Trump’s Comments about Iraqi Oil are Dangerous
During his speech at CIA headquarters the day after his inauguration as president, Donald Trump exhibited an ignorance of modern Middle Eastern history and revealed how comments by a US president can feed dangerous conspiracy theories about the country’s intentions.
Trump told the audience of CIA professionals that the United States should have taken Iraqi oil when it invaded that country in 2003. He invoked the old expression, “To the victor, belong the spoils” and said he first argued for this case for “economic reasons”.
He added: “If we kept the oil, you probably wouldn’t have ISIS because that’s where they made their money in the first place, so we should have kept the oil, but, OK, maybe you’ll have another chance.”
This is not the first time Trump has advocated such an economic grab and sounded like an early 20th century imperialist. He said the same thing at a so-called commander-in-chief forum in New York last September during the height of the US presidential campaign.
For Trump, everything is transactional. In his mind, if the United States spent lots on money in Iraq, it would be only natural to take the oil as part of the deal and maybe he was trying to play cute by saying “you’ll have another chance” to take Iraqi oil at some future date.
These comments reflect Trump’s deep ignorance of modern Middle Eastern history, especially how the exploitation of oil resources drove a good part of European imperialism in the region. The comments must have made the CIA analysts, who pride themselves on understanding a particular country or region’s history, politics and culture, cringe.
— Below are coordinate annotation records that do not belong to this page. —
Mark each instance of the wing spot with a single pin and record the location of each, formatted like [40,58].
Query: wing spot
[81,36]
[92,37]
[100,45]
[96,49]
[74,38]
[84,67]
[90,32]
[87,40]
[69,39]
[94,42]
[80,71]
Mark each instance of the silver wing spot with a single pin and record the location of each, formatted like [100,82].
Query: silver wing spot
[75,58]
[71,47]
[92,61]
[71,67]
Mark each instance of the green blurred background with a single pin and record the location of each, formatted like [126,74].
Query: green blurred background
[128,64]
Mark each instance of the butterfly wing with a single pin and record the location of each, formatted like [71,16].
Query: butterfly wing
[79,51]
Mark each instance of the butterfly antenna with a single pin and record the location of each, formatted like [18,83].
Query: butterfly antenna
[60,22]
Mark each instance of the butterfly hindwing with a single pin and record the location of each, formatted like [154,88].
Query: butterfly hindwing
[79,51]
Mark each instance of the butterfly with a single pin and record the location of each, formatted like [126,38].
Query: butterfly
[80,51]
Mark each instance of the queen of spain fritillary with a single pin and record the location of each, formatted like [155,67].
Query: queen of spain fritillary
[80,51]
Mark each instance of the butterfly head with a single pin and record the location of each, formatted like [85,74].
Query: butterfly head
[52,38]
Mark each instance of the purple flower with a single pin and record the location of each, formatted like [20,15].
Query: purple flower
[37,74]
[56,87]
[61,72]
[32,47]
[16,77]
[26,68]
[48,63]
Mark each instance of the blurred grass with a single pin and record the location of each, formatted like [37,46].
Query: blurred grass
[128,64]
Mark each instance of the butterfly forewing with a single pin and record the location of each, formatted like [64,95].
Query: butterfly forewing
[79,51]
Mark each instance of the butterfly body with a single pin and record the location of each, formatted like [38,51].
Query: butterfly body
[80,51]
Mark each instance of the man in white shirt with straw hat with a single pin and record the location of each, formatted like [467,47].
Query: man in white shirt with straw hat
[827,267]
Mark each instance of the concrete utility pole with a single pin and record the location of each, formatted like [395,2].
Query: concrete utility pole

Prior to the nationalisation of oil companies in the Middle East, the lion’s share of the profits went to Western oil companies backed by Western governments. Anyone who has studied the modern histories of Iraq, Iran and the other Gulf countries knows this very well.
Iraqi oil was the monopoly of the Iraq Petroleum Company, formed in the late 1920s during the time of the British mandate and controlled by British, French, Dutch and American oil companies, while the Anglo-Iranian Oil Company (today’s BP) was a British monopoly in Iran that was 51% owned by the British government.
Nationalists and communists in Iraq and Iran effectively used the issue of the exploitation of oil resources to stir up their populations against the West. The sentiment that the West was taking the oil was widely felt among the populace.
So, to harken back to this era and say that the United States should have made an economic grab to take Iraq’s oil is not only naive but politically foolish.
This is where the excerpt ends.